Catboost is the most recent boosting algorithm that can be used for classification, regression, and time series datasets. It was developed by Yandex company which is an online Taxi company and the module was made publically available in 2017. Catboost is widely used for a variety of functions, including search, recommendation systems, personal assistants, self-driving automobiles, and weather forecasting. In this article, we will learn the important features of CatBoost, how we can use CatBoost in python, and we will compare the CatBoost algorithm with various other boosting algorithms. Moreover, we will also learn how we can do hyperparameter tuning of the CatBoost algorithm using various techniques.

We assume that you already have been through all the boosting algorithms that we covered in the previous articles. We also assume that you have strong command over decision trees and random forests algorithms because the CatBoost uses decision trees as weak learners.

You may also like:

**Machine learning full tutorial – With more than 30 algorithms explained**

## What is catBoost algorithm?

As we discussed, the CatBoost algorithm is a supervised machine learning algorithm that can be used for classification, regression, and time series problems. It was developed by Yandex researchers and was publically made available in 2017. It has some very advance and unique features that make it one of the fasted and most accurate boosting algorithms.
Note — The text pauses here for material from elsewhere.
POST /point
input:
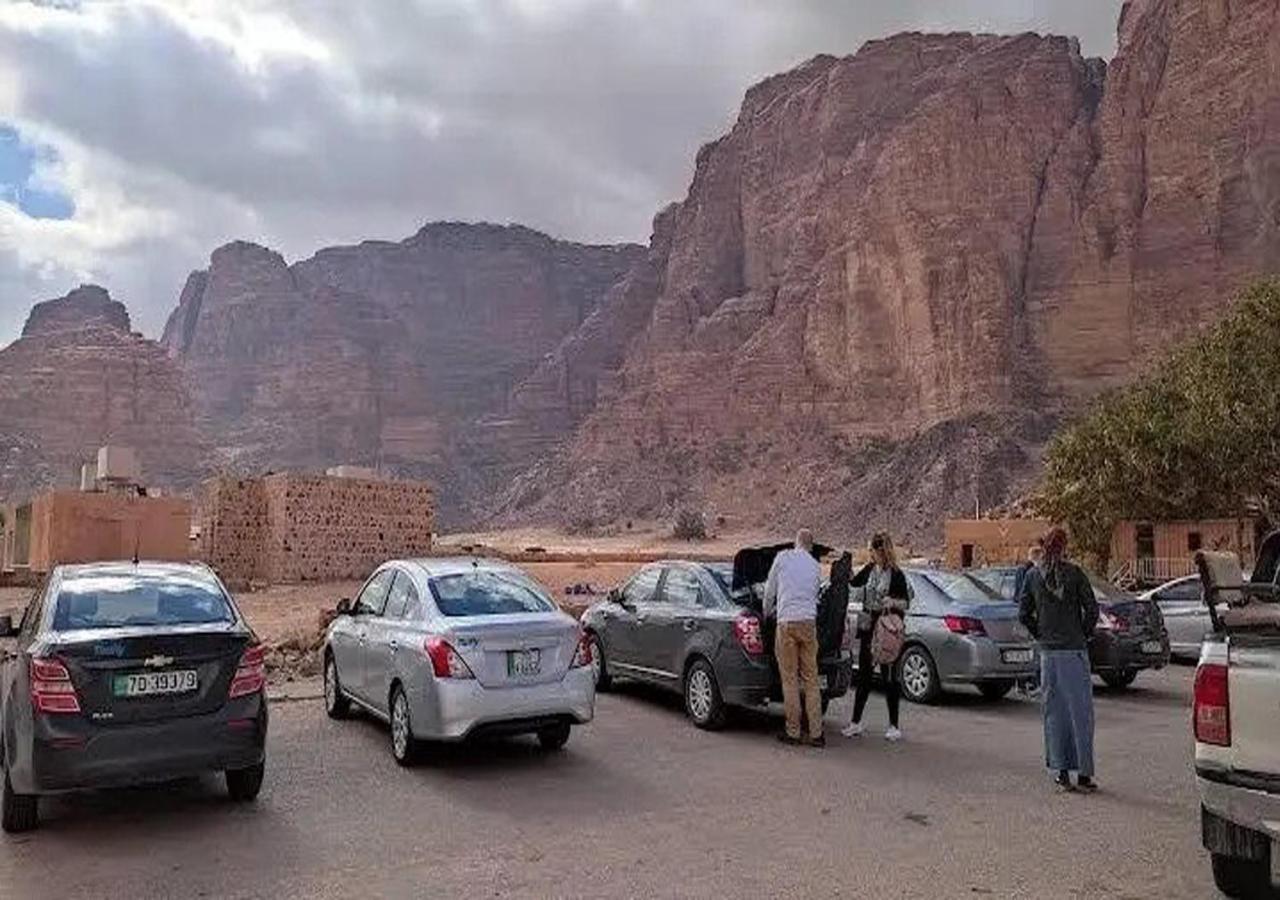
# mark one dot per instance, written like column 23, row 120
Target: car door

CatBoost is short for Categorical Boosting as it handles the categorical values in a unique and smart way. Although CatBoost functions are similar to the Gradient boosting and XGboost methods, it has certain advanced features that make it more dependable, quick, and accurate.
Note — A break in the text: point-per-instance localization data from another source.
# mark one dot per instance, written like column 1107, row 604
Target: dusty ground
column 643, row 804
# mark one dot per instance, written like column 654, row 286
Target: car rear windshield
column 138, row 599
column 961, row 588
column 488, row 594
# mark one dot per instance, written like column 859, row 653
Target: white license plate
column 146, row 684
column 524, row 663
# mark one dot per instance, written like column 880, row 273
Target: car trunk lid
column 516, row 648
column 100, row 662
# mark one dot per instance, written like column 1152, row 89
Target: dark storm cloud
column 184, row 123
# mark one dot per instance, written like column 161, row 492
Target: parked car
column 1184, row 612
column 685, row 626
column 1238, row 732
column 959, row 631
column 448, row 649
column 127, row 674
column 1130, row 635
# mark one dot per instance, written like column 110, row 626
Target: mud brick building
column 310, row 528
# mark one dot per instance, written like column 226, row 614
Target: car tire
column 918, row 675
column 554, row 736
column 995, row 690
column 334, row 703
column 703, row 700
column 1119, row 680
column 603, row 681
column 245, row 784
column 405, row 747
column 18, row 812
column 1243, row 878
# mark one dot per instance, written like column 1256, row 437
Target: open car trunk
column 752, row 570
Most machine learning algorithms only deal with numeric data and if we provide categorical data ( non-numeric) without label encoding, the model will return an error because it cannot understand the non-numeric values. However, the CatBoost algorithm converts the categorical values (non-numeric) to numeric values and assigned different labels for them based on the output values.

Another important feature of the CatBoost algorithm is that it can handle NULL values automatically and we don’t need to do preprocessing steps to handle the NULL values.
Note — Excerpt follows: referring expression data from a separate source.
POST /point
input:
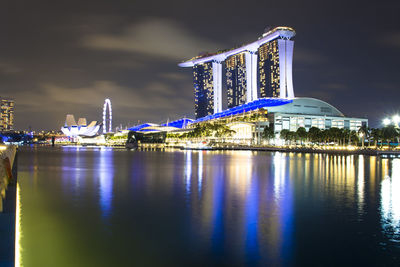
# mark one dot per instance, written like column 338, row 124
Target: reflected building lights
column 279, row 177
column 18, row 229
column 390, row 200
column 200, row 170
column 188, row 170
column 360, row 184
column 106, row 176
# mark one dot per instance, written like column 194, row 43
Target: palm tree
column 389, row 133
column 314, row 134
column 302, row 134
column 284, row 134
column 364, row 132
column 376, row 134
The last but not least feature that makes the CatBoost algorithm unique and fast is that it uses binary symmetric decision trees as weak learners.

### How to implement CatBoost in Python?

We will use the following simple steps to implement the CatBoost in Python.

- We will install the CatBoost on your system using the pip command.
- We will import the dataset and the CatBoost model.
- Next, we will split the dataset into the testing and training parts, so that we can use the training part to train the model and then use the testing part to test the performance of the model.
- One of the most important parts of ML model development is evaluating the model. We will use various methods to evaluate the model based on its predictions.
- Finally, if the model is not properly trained, we will use the hyperparameter tuning method to find the optimum values for the parameter.

## Solving a classification problem using CatBoost in Python

Now, we will use the CatBoost algorithm to solve a classification problem. Similar to other boosting algorithms, we will again use the iris dataset as a sample dataset to understand the implementation of the CatBoost in Python on a classification dataset. The dataset contains information about three different types of flowers.

Before going to the implementation part, make sure that you have installed the following Python modules, we will be using them in the implementation part.

- CatBoost
- Sklearn
- pandas
- NumPy
- matplotlib
- seaborn

Let us now load the dataset and print out a few rows.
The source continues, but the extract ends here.